31. methods according to any one of claim 27-30, some in wherein said non-oxidizable nano particle have between about 2nm and the diameter about between 20nm and some in described non-oxidizable nano particle have between about 20nm and the diameter about between 75nm.

32. methods according to any one of claim 27-31, wherein said coating composition is substantially free of oxidising material or organic materials.

33. methods according to any one of claim 27-32, wherein use flexible scraper or roller to reduce described coating composition thickness.

34. methods according to any one of claim 27-33, wherein apply described coating composition and are no more than twice at least 75% of described total glass substrate.

35. methods according to any one of claim 27-34, are wherein enough to the time quantum of at least some be adhered in described nano particle between about 5 seconds and about 60 seconds.

36. methods according to any one of claim 27-35, wherein said polymeric film comprises at least one in polyolefine, fluoropolymer, polyester, polyacrylic ester, polystyrene and polyvinyl chloride.

37. methods according to any one of claim 27-36, wherein said coating composition is applied by least one in overflow, roller coat and submergence.

38. methods according to any one of claim 27-37, also comprise:

Apply between about 1g/cm and the pressure about between 60g/cm to described polymeric film when described polymeric film is positioned on described substrate of glass and coating composition.

39. methods according to any one of claim 27-38, wherein said long-lived coating has the thickness between about 0.5 nanometer and about 50 nanometers.

40. methods according to any one of claim 27-39, wherein said long-lived coating has change at least 75% of 10cm × 10cm region of described substrate of glass and is no more than the thickness of 30%.

41. methods according to any one of claim 27-40, wherein said long-lived coating is sightless.

42. methods according to any one of claim 27-41, wherein said long-lived coating is continuous print substantially.

43. methods according to any one of claim 27-42, wherein said long-lived coating comprises the space that diameter dimension is not more than 300nm.

44. methods according to any one of claim 27-43, wherein said coating forms at least individual layer at least some region.

45. methods according to any one of claim 27-44, wherein said long-lived coating has between about 1nm and the surfaceness about between 75nm.

46. methods according to any one of claim 27-45, wherein said long-lived coating has between about 5nm and the surfaceness about between 40nm.

47. methods according to any one of claim 27-46, at least some in wherein said non-oxidizable nano particle adheres to the described surface of described substrate of glass.

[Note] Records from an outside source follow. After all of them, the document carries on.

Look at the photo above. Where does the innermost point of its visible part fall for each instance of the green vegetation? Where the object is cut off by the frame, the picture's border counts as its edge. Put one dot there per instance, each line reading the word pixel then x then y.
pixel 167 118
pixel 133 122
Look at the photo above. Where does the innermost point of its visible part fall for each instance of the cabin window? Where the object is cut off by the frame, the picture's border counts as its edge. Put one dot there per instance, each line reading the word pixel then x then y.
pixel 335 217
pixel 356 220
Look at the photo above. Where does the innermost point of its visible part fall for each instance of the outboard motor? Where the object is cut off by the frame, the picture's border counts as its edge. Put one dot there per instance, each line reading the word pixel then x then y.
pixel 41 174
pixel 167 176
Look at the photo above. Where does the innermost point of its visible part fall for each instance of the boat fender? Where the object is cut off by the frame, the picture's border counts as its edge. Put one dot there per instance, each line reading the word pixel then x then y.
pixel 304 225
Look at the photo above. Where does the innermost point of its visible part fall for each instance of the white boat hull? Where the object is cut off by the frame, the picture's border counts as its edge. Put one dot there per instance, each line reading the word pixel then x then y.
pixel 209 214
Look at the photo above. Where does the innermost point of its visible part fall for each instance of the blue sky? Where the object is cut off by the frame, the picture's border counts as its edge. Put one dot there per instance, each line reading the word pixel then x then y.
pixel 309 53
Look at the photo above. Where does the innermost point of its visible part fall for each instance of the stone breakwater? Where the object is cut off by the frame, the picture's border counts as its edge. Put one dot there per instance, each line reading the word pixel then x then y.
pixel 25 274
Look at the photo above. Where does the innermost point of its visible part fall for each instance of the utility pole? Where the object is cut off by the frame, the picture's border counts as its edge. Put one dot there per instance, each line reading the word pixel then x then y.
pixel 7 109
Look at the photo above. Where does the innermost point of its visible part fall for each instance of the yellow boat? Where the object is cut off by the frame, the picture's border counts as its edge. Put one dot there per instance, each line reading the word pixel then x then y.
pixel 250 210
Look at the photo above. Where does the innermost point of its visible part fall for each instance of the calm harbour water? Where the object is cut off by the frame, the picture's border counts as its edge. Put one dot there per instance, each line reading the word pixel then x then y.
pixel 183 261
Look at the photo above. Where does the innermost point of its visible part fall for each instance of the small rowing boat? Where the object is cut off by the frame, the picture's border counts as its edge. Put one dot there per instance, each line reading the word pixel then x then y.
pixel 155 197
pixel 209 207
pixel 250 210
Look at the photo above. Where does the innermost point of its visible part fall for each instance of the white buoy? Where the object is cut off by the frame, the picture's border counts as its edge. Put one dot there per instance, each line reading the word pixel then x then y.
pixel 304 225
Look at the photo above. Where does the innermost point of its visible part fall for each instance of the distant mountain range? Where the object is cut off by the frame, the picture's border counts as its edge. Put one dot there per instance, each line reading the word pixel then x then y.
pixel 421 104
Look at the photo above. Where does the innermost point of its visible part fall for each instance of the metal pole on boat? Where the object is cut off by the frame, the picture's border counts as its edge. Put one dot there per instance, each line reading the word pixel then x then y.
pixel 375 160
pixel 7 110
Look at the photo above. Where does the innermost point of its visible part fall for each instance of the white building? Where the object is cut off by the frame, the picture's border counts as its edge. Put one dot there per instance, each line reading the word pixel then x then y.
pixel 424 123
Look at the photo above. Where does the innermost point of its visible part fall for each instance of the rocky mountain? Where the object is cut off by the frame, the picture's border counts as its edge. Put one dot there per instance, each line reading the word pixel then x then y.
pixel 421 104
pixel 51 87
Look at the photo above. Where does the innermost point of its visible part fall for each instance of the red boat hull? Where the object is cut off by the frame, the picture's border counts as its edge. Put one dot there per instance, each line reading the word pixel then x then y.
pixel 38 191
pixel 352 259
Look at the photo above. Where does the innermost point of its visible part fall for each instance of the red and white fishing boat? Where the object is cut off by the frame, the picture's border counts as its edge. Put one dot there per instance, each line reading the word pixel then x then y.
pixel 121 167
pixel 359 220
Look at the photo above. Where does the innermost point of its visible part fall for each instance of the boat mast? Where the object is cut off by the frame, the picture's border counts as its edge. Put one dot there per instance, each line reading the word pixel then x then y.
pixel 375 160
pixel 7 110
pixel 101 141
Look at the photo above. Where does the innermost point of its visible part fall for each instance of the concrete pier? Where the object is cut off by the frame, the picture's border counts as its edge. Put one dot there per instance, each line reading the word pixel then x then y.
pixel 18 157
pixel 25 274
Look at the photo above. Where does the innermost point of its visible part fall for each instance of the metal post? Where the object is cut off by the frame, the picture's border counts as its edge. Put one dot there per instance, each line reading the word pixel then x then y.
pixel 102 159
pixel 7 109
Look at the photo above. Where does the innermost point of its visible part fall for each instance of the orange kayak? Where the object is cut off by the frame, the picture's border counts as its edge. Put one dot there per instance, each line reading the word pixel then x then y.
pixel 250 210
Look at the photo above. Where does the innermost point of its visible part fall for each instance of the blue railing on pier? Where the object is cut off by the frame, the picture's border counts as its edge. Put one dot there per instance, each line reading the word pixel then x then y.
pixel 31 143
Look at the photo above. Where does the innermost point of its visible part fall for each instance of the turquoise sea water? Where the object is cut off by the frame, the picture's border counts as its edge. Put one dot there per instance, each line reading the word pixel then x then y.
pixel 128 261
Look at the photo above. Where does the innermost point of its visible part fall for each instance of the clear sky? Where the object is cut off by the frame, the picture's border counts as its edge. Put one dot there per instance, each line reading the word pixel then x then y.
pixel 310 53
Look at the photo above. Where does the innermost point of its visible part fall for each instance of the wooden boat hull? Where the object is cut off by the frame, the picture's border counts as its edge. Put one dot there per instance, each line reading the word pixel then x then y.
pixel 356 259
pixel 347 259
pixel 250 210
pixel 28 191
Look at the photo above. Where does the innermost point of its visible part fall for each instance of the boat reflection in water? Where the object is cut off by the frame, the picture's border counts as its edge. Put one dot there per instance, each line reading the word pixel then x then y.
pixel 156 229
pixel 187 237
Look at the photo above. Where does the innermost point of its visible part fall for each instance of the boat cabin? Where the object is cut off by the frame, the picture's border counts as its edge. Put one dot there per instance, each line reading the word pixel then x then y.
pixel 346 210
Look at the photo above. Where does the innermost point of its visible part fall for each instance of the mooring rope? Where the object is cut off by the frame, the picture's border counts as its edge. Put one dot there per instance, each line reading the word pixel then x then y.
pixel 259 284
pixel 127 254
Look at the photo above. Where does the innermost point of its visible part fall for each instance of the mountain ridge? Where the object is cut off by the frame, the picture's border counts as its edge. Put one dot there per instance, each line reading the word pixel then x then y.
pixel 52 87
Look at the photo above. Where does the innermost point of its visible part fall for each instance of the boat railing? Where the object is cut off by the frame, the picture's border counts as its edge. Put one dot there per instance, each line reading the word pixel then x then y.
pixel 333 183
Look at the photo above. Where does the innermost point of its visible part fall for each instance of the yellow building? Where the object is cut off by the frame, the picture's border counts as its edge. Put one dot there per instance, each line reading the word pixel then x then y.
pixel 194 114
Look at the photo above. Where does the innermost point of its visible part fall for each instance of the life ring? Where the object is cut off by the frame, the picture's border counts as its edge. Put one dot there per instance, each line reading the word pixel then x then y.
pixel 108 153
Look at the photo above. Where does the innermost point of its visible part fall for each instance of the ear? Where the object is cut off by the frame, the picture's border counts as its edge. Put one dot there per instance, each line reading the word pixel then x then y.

48. methods according to any one of claim 27-47, at least some in wherein said non-oxidizable nano particle is silicon-dioxide.

49. methods according to any one of claim 27-48, some in wherein said non-oxidizable nano particle have between about 2nm and the diameter about between 20nm and some in described non-oxidizable nano particle have between about 20nm and the diameter about between 75nm.

50. methods according to any one of claim 27-49, wherein said substrate of glass is a part for photovoltaic module, window or solar energy mirror.

51. methods according to any one of claim 27-50, wherein said coating composition comprises the non-oxidizable nano particle between about 0.25 % by weight to about 10 % by weight.

52. methods according to any one of claim 27-51, also comprise:

Use instrument applies pressure to described polymeric film.

53. methods according to any one of claim 27-52, wherein said instrument is at least one in rubber flap and roller.